The functions of suppressor of fused (Sufu) in midbrain and hindbrain neurogenesis

Abstract

Suppressor of fused (Sufu) is an intracellular factor which negatively modulates Sonic hedgehog (Shh) signaling through Gli transcription factors. 〖Sufu 〗^(-/-)mice exhibit embryonic lethality at E9.5 with substantial central nervous system (CNS) defects. Mutant studies show that Sufu mediates cerebellum morphogenesis, mid-hindbrain and spinal cord patterning, indicating indispensable role of Sufu in CNS development. To decipher the functions of Sufu, and its downstream regulatory network in embryonic midbrain and hindbrain neurogenesis, tissue specific deletion of the Sufu gene in mutant mouse models were performed in this study.

Pax2-cre and B2-R4-cre were crossed with 〖Sufu 〗^(f/f ) respectively to abolish Sufu in mid-hindbrain (MHB) at around E8.0 (Sufu-cMHB), and hindbrain rhombomere (r) 4 at around E9.0 (Sufu-cr4). Sufu-cMHB exhibited overgrowth of the tectum and cerebellum with impaired morphogenesis. The number of PH3-labeled dividing cells was increased at E12.5. Besides, Shh signaling appeared highly stimulated, as indicated by expanded Shh expression and ventralized MHB neural tube.

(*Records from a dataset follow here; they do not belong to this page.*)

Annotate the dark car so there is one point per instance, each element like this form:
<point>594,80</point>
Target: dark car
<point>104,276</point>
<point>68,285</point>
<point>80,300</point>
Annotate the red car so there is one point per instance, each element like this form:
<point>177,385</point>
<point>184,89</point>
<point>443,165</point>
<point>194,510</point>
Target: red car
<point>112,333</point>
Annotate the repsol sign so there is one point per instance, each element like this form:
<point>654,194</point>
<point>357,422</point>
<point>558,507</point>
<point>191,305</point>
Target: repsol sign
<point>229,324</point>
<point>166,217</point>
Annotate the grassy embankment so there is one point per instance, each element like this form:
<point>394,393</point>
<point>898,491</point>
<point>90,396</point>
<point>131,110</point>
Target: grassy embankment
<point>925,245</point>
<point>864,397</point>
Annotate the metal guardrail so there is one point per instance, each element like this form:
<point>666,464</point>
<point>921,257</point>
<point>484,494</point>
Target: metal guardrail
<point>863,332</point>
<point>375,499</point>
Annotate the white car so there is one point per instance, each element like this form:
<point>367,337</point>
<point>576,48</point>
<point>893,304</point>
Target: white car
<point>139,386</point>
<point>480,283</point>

These results suggest that Sufu attenuates Shh signaling and cell proliferation in MHB. Moreover, the key MHB patterning gene, Fgf8, was ectopically expressed in rostral hindbrain at E10.5, indicating that Sufu may regulate Fgf8 in MHB morphogenesis.

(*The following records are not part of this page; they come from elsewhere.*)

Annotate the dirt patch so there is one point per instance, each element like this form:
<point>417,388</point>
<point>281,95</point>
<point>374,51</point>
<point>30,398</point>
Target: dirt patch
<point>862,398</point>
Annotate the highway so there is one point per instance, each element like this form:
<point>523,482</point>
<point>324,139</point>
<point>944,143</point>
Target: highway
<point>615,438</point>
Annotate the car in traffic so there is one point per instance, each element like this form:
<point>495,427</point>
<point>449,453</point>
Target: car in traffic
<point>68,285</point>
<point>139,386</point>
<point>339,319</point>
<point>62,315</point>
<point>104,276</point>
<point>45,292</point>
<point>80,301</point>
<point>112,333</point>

The Sufu-cr4 mutant exhibited an enlarged hindbrain rhombomere 4 (r4). To elucidate the role of Sufu in controlling the size of r4, cell proliferation and differentiation were investigated. In BrdU incorporation analysis, mutant dorsal progenitor domain showed more substantial increase of proliferation than the ventral domain. Predominant accumulation of Sox2+ progenitors, coupled by reduced Tuj+ neuronal differentiation and cell cycle exit was observed at the dorsal region. These results demonstrate novel functions of Sufu for spatial regulation of cell cycle progression and differentiation in the hindbrain. To decode the underlying basis of differentially mediated cell cycle progressions, expression of Shh, Notch and Wnt pathway effectors were examined. Interestingly, in Sufu-cr4, Gli1, Gli2, Hes1 and β-catenin expressions were differentially elevated in different dorso-ventral domains. Furthermore, ablation of Gli2 or β-catenin in the Sufu-cr4 background alleviated Sox2+ progenitors accumulation phenotype of Sufu-cr4, suggesting that Sufu acts as a master regulator of progenitor proliferation and differentiation via dual repression of Gli2 and β-catenin.

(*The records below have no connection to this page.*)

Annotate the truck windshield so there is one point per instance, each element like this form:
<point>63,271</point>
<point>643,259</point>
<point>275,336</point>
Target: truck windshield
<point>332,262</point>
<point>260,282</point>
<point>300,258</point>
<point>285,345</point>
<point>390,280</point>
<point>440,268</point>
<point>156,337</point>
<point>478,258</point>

Sufu is required to mediate the generation of facial branchiomotor neurons (FBM) in r4. Flat-mount in situ hybridization revealed markedly increased generation of Nkx2.2 and Phox2b positive FBMs in Sufu-cr4 at E11.5. A subpopulation of mutant FBM showed aberrant dorsal segregation near the rhombomere boundaries of r4. Strikingly, these mutant cells preferentially segregated towards the elevated Hes1 expression territories. To test if Gli2 up-regulation causes aberrant FBM phenotypes, Gli2 was deleted in Sufu-cr4, which resulted in reduced FBM generation, recovered ectopic Hes1 expression and dorsal segregation phenotypes. These results suggest that Sufu impedes FBM generation and regulates FBM segregation through Gli2 function.

This study uncovered essential functions of Sufu in embryonic CNS development, revealing its role as a critical modulator for proliferation and differentiation in neural progenitors through repression of Shh-Gli2 and Wnt/β-catenin functions. This study provides the basis for targeting Sufu for promoting neural stem cell regeneration in neurodegeneration diseases.